Maersk and IBM to launch supply chain solution
Danish shipping company Maersk Line, owned by the McKinney-Moeller family, has announced a partnership with IBM to implement blockchain technology across its global supply chain.
The new technology will be made available to the logistics industry and aims to manage and track the paper trail of millions of shipping containers—an innovation that could save the industry billions.
“The projects we are doing with IBM aim at exploring a disruptive technology such as blockchain to solve real customer problems and create new innovative business models for the entire industry,” Maersk chief digital officer Ibrahim Gokcen said.
“We expect the solutions we are working on will not only reduce the cost of goods for consumers, but also make global trade more accessible to a much larger number of players from both emerging and developed countries.”
The shipping industry is on course for consolidation as it moves off three-decade lows.

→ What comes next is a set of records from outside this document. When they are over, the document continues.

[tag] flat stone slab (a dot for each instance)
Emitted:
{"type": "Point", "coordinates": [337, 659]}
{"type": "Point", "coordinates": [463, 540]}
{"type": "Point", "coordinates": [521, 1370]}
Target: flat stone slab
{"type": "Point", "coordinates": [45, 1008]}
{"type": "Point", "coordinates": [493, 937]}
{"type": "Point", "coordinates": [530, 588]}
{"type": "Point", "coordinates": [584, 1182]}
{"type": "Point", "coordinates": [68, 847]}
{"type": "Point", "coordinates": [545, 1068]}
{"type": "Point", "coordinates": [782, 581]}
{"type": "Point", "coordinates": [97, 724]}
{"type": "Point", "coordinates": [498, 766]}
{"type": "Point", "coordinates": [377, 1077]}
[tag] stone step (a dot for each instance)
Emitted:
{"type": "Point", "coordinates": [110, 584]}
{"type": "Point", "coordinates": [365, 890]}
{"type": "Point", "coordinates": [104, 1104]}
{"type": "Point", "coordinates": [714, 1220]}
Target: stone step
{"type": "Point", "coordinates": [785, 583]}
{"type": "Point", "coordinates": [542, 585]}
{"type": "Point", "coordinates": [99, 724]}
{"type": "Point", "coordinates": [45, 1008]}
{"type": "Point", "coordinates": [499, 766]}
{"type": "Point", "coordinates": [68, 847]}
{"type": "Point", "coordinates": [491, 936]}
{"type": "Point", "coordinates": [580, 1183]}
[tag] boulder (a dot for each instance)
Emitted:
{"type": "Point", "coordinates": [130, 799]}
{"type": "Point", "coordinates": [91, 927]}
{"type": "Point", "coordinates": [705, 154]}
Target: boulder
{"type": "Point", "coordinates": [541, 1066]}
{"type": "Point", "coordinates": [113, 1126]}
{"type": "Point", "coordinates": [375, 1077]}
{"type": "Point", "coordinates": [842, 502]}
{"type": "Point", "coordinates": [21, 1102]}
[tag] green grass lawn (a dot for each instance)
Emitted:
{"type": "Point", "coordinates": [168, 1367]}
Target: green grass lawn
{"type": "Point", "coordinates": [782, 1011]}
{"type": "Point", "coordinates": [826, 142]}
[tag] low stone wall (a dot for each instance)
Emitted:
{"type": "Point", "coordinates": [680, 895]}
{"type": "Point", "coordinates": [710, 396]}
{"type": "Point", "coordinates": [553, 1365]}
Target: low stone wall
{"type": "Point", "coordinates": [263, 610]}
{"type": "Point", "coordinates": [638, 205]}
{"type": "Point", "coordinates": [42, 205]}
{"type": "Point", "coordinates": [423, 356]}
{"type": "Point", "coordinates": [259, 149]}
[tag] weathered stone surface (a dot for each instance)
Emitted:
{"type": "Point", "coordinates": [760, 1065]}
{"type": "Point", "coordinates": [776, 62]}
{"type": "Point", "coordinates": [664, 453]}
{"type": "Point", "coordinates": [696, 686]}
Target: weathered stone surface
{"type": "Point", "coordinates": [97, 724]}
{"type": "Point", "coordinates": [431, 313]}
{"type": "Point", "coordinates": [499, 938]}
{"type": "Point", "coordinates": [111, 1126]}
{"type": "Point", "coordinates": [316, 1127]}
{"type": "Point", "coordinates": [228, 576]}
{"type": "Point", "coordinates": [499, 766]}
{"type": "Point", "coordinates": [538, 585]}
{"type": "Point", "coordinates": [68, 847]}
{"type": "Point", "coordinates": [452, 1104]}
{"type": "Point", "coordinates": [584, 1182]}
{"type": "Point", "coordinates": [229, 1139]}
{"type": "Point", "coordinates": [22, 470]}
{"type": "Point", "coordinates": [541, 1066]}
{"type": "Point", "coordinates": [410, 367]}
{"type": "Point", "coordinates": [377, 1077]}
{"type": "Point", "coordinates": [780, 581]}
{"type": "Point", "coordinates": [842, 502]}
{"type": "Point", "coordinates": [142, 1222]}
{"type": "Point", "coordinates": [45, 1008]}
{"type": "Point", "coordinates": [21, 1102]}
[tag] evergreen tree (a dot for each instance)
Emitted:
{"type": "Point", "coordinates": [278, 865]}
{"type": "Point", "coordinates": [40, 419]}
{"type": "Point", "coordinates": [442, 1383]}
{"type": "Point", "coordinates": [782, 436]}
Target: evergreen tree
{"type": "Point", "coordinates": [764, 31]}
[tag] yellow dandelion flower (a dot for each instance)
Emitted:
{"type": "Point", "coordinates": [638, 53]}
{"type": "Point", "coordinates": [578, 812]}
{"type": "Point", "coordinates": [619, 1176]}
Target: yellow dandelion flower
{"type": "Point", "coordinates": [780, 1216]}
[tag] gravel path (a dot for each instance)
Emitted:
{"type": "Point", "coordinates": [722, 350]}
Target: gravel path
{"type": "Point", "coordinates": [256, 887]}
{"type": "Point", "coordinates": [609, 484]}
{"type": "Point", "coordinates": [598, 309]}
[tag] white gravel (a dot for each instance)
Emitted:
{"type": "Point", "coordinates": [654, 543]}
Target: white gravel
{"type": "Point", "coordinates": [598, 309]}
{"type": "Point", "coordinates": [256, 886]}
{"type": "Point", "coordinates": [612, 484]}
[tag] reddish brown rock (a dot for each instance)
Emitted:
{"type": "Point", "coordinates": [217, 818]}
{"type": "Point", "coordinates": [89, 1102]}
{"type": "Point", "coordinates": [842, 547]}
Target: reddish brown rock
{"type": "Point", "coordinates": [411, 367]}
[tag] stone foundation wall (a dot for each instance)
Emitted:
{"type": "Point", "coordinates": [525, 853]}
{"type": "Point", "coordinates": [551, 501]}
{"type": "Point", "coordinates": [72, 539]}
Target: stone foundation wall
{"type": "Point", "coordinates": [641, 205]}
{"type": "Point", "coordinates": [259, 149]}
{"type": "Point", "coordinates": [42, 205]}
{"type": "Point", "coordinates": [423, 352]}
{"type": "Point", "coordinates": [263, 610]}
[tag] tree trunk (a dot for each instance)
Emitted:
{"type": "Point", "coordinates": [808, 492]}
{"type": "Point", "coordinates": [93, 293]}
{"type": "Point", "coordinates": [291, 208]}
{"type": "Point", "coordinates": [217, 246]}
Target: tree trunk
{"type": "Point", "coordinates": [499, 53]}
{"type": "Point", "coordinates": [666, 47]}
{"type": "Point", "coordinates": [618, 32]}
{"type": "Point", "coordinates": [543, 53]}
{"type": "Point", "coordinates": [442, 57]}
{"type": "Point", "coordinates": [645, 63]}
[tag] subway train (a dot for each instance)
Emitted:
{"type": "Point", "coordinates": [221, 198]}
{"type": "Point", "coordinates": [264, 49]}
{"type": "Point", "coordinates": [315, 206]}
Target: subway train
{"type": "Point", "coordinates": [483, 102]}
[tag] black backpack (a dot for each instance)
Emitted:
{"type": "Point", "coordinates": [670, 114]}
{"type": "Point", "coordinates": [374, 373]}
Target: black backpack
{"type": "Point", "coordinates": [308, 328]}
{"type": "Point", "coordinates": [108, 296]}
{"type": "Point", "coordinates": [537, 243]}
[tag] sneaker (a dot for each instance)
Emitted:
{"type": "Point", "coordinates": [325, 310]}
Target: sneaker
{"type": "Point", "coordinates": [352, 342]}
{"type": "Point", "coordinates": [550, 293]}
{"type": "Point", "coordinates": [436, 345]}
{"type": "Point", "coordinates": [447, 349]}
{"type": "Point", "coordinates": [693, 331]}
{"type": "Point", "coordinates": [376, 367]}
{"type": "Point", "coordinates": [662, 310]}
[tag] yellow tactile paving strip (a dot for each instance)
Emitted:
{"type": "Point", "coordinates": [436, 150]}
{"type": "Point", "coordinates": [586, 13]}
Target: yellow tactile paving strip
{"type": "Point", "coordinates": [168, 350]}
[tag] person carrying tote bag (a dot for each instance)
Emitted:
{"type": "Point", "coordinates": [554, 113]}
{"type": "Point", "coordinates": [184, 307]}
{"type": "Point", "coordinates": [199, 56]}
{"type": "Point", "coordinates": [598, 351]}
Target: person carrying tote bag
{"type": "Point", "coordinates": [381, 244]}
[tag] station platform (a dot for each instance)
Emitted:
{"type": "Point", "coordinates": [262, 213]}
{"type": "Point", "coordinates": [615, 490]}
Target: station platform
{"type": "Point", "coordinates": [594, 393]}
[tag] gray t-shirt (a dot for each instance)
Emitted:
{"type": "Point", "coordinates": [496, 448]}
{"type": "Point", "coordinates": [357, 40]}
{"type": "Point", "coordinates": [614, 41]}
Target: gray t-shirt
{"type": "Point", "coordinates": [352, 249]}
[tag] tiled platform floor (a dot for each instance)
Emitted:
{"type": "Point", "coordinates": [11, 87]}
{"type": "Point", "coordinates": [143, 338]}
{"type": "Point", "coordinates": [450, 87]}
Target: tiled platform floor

Maersk Line had revenues of $47.6 billion in 2014.
Cargill and CARE renew charity deal
Family-controlled Cargill, the world's largest agricultural commodities trader, has announced a $7 million commitment to improve one million lives by 2020.
To mark International Women’s Day, Cargill and humanitarian organisation CARE have renewed their three-year commitment to improve the lives of women in rural communities around the globe.
"Cargill has been a crucial partner as we work to alleviate poverty and ensure the resilience of communities around the world,” said Marcela Hahn, CARE’s assistant vice president for strategic partnerships.
“The partnership has been successful because the two organisations share complementary values, while Cargill’s funding and commercial expertise dramatically accelerate our shared impact."
Cargill was founded in 1865 by Will Cargill, who was later joined by his two brothers, Sam and James. Today the business is still controlled by about 80 members of the Cargill and MacMillan families.
In 2015, Cargill posted revenues of $1.64 billion, a 15% decrease from the previous year. The secretive family still own 88% of the company and is currently in the fourth generation.
Henkel to acquire Mexican haircare business
German consumer goods maker Henkel AG & Company, led by the Henkel family since 1876, has signed an agreement to acquire Mexican haircare company Nattura Laboratorios and other associated companies in Colombia and Spain.
Through the acquisition Henkel will further strengthen its professional haircare business and expand its footprint in both the emerging and mature markets.
“This acquisition is part of our strategy to strengthen our position in attractive markets and categories,” Henkel chief executive Hans Van Bylen said.
“We will expand our Hair Professional business in Mexico and further leverage our brand portfolio in the US hair professional market.”
In the fiscal year 2016, Henkel’s haircare business generated sales of more than €100 million ($106 million).
Henkel recently purchased laundry and home care company The Sun Products Corp last year for $3.6 billion.
The group posted revenues of €18 billion in 2015.